- Film poster
- Directed by: Grace Lee
- Written by: Grace Lee; Jane Edith Wilson;
- Produced by: Grace Lee; Jane Edith Wilson;
- Starring: Jane Edith Wilson
- Cinematography: Jerry A. Henry
- Edited by: Aldo Velasco
- Music by: Ceiri Torjussen
- Production companies: Wilsilu Pictures; Open Pictures;
- Release date: September 7, 2012 (TIFF);
- Running time: 77 minutes
- Country: United States
- Language: English

= Janeane from Des Moines =

Janeane from Des Moines is a 2012 American political drama film directed by Grace Lee, written by Lee and Jane Edith Wilson, and starring Wilson as a conservative housewife who attends the 2012 Republican Party primary in Iowa. It mixes elements of mockumentary and real-life interviews with Republican politicians conducted in-character without their knowledge.

== Plot ==
Janeane, a conservative housewife from Iowa, is an undecided voter who wishes to find more information about the Republican Party politicians running for U.S. President in 2012. She attends the Republican Party primary in an effort to find a politician who can offer a solution to the problems she faces. Her situation deteriorates quickly: her husband loses his job and comes out as gay, and she is diagnosed with cancer. These and other issues drive her to question her long-held beliefs and attempt to find a politician who can offer more than sound bites.

== Cast ==
- Jane Edith Wilson as Janeane
- Michael Oosterom as Fred
- Melanie Merkovsky as Lissi

=== Interviews ===
- Mitt Romney
- Newt Gingrich
- Rick Santorum
- Michele Bachmann
- Rick Perry
- Anita Perry

== Production ==
Lee and Wilson had previously collaborated on American Zombie. Wilson wanted to make a documentary about the Christian left, but Lee decided to make a film that blends documentary and narrative filmmaking techniques.

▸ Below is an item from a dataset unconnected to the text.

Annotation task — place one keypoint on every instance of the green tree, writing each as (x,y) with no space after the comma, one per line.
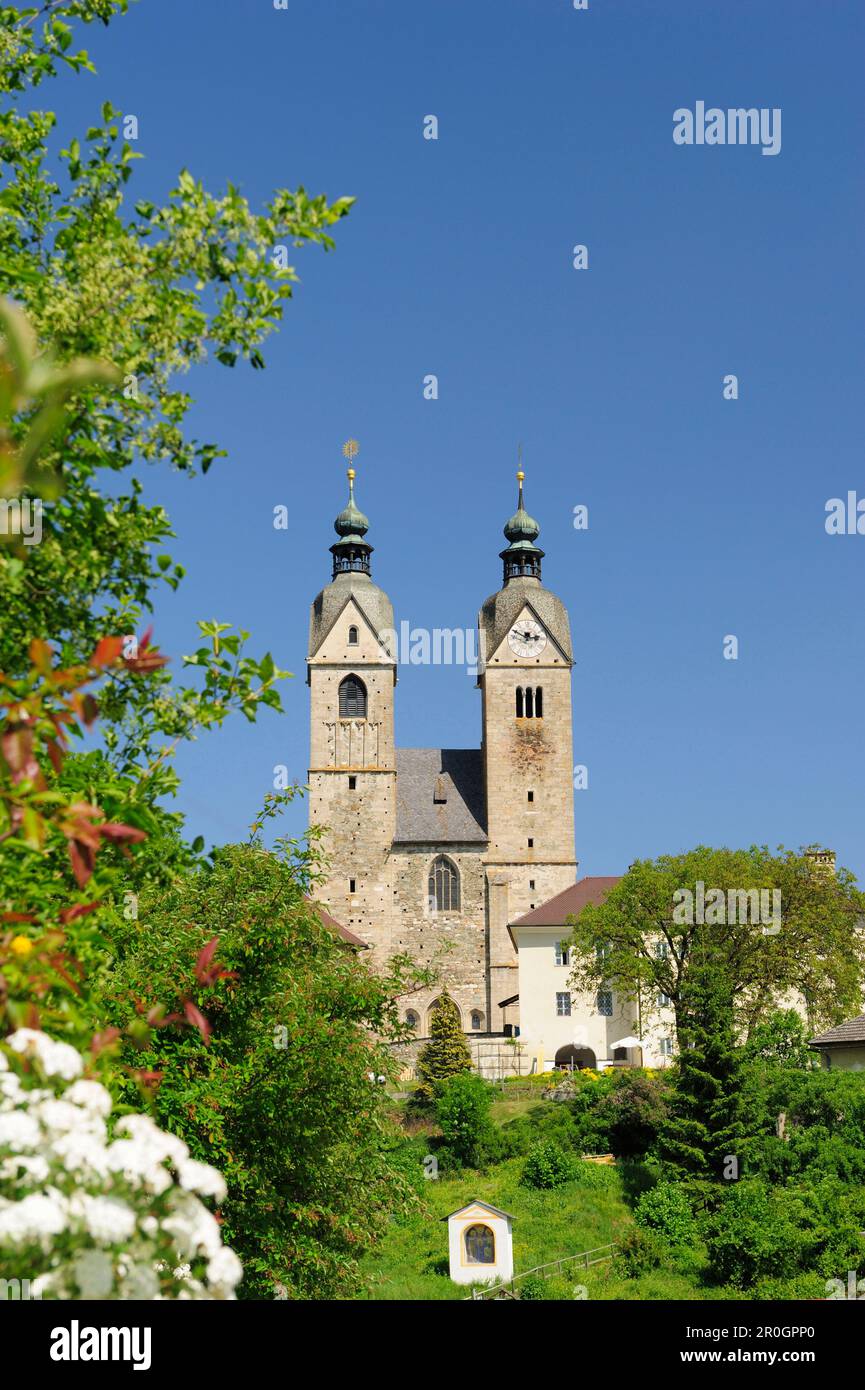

The politicians and media were unaware that Janeane is a fictional character, and some media outlets reported on her story.

== Release ==
Janeane from Des Moines premiered at the 2012 Toronto International Film Festival. It had a limited release in October 2012.

== Reception ==
Dennis Harvey of Variety wrote, "Grace Lee's film can be billed (or dismissed) as a stunt, but it admirably refuses to go the predictable route of 'punking' the candidates for easy satire or cheap laughs." Frank Scheck of The Hollywood Reporter called it a "toothless satire" that "fails to make any compelling points." Daniel M. Gold of The New York Times wrote that Wilson has a "rare talent for staying in character". Gold identifies the major theme as "the immense gap between a desperate citizen and the politics she had hoped might help her." Claude Peck of the Star Tribune rated it 2.5/4 stars and wrote, "This cinema demi-verité is a fascinating, discomfiting hybrid of real candidates and a fake constituent, but director Grace Lee's own politics and tactics are something of a muddle." Nick McCarthy of Slant Magazine rated it 1.5/4 stars and wrote, "Yet another entry in the canon of pandering pablum that audiences can expect in a presidential election year, Grace Lee's Janeane from Des Moines would be an intriguing depiction of personal and political disillusionment if its conceit wasn't so transparent and lopsided." ION Cinema wrote, "What truly impresses is Wilson's ability to remain in character – she is more convincing than when Michael Moore walked hospital corridors in an actual health care doc Sicko, or what Sacha Baron Cohen and Joaquin Phoenix recently attempted."